At the age where most would have still considered me a child myself, I loved watching Bill Cosby hosting the show Kids Say the Darndest Things. Nowadays I get it in real life. Summer co-workers: remember Peach Pit? And Biter (luckily not one of my own students)? A fellow assistant told me that one of her schools has a book in the teacher’s lounge of all the stupid and silly things their students say and do. I am dying to see that book!
I still find it hilarious that even my own students still have no idea where I am from. I’ve told them several times: I’m American, I’m from the United States. And yet when I ask I’ll get the most random of answers: Germany! Spain! Africa! (I’m sorry, what??) At least when they say England it makes some modicum of sense. Especially as their assistant last year was from there and it’s English speaking country at least.
I absolutely love when my kids draw me things, or write sentences for me in English (although they rarely make any sense). It is was very sweet, but I had to laugh though when a student gave me a very nice drawing of the British flag. I had seen her doing it in class, and wondered if it might be for me. At the end of class, she came up and gave it to me. I thanked her with a smile. I didn’t have the heart to tell her it was the wrong flag, the wrong country, the wrong nationality. At least it was the flag of an English speaking country I guess!
However the next day I still had it in my notebook and several times other students saw it. “Did you draw that?” They asked. I laughed. “No, another student drew it for me,” then in a conspiratorial whisper I added “but she didn’t know it’s not actually the right flag. I need an American flag, not a British one!” Let’s see, maybe I’ll get some American flags next week!
However, despite how adorable (when they’re not driving me crazy) my students can be, I’ve come to realize another reason for why I would never survive as a full-time teacher. I teach for only 12 hours a week, and yet this is the third time this year I have lost my voice! This time it came upon me with absolutely no warning too! As I set up for my third class (of five – my longest day) on Friday one of my students came up and wrapped his arms around my legs as he has started doing every week. “Coucou Amory!” (This word has no direct translation but is a casual, friendly way of saying hello) he said. With a glance down and a small pat to his head I turned down to look at him and, opening my mouth to respond, was surprised when my answering “coucou” came out quite broken and hardly audible. I spent the rest of the class (and the two following classes) trying to recover my voice, without any luck. At one point, as the students were completing the worksheet I always give them at the end, I turned to the teacher and joked that I could never be a full-time teacher simply because I lose my voice so easily, and that’s only teaching for twelve hours a week!

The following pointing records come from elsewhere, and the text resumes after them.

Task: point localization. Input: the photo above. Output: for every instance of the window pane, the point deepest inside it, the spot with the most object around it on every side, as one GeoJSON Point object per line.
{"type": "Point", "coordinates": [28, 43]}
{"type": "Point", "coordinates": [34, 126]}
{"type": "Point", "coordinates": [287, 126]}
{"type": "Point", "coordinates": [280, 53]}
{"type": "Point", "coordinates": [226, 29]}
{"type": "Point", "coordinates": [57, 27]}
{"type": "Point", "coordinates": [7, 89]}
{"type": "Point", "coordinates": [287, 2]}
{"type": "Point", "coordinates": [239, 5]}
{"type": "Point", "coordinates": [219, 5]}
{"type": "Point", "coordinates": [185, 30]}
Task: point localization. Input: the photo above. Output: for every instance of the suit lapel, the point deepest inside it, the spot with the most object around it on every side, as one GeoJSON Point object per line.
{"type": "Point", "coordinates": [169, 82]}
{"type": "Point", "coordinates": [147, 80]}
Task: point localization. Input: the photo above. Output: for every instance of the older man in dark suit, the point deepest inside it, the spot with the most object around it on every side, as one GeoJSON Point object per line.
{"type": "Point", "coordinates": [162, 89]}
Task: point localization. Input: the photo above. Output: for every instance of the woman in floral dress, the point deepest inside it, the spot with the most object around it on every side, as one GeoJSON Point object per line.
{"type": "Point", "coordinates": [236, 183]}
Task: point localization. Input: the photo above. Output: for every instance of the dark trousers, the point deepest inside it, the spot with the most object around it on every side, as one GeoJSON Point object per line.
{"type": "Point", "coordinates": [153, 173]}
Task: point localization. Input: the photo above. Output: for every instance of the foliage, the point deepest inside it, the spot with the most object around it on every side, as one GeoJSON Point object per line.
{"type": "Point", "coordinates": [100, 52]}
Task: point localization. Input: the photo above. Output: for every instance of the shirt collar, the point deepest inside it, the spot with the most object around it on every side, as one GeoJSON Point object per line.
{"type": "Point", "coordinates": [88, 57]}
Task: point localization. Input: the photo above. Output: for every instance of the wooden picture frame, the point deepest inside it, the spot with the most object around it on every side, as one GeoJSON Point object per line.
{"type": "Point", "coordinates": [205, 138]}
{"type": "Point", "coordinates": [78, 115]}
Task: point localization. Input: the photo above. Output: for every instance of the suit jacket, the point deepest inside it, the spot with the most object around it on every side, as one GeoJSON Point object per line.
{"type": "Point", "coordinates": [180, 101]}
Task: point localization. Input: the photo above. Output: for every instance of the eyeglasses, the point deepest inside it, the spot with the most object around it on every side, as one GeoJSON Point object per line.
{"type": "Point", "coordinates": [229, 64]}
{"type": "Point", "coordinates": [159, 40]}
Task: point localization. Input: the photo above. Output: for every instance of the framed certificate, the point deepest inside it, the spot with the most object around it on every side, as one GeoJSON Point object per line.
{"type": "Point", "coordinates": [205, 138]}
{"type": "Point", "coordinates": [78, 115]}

It is an interesting mix of frustrating and rewarding, teaching. When I was younger I always imagined myself becoming a teacher when grown. As I grew and obtained more teaching experience I started to doubt that desire. Nowadays I’m not so sure. I go back and forth. Sometimes, such as after spending hours trying to lesson plan without success, or spending the day at my worst behaved school, I am certain that I would never survive as a teacher. I don’t have the patience or strength of character to do it full-time and alone. Other times, when a lesson goes especially well, when my students are especially sweet, or give me small drawings I wonder if maybe I should consider becoming a teacher after all.
Who knows. I’ve still got plenty of time to decide after all. And plenty of options I’m considering. Luckily, my schedule changed, and I now have fewer hours at my least favorite school. Meanwhile, I’ll make certain to enjoy my time at my good schools while there (one of my teachers gave me a Galette des Rois today, which is like the French version of a King Cake!). By the end of the year, I’ll probably have a whole collection of drawings and notes from all my students!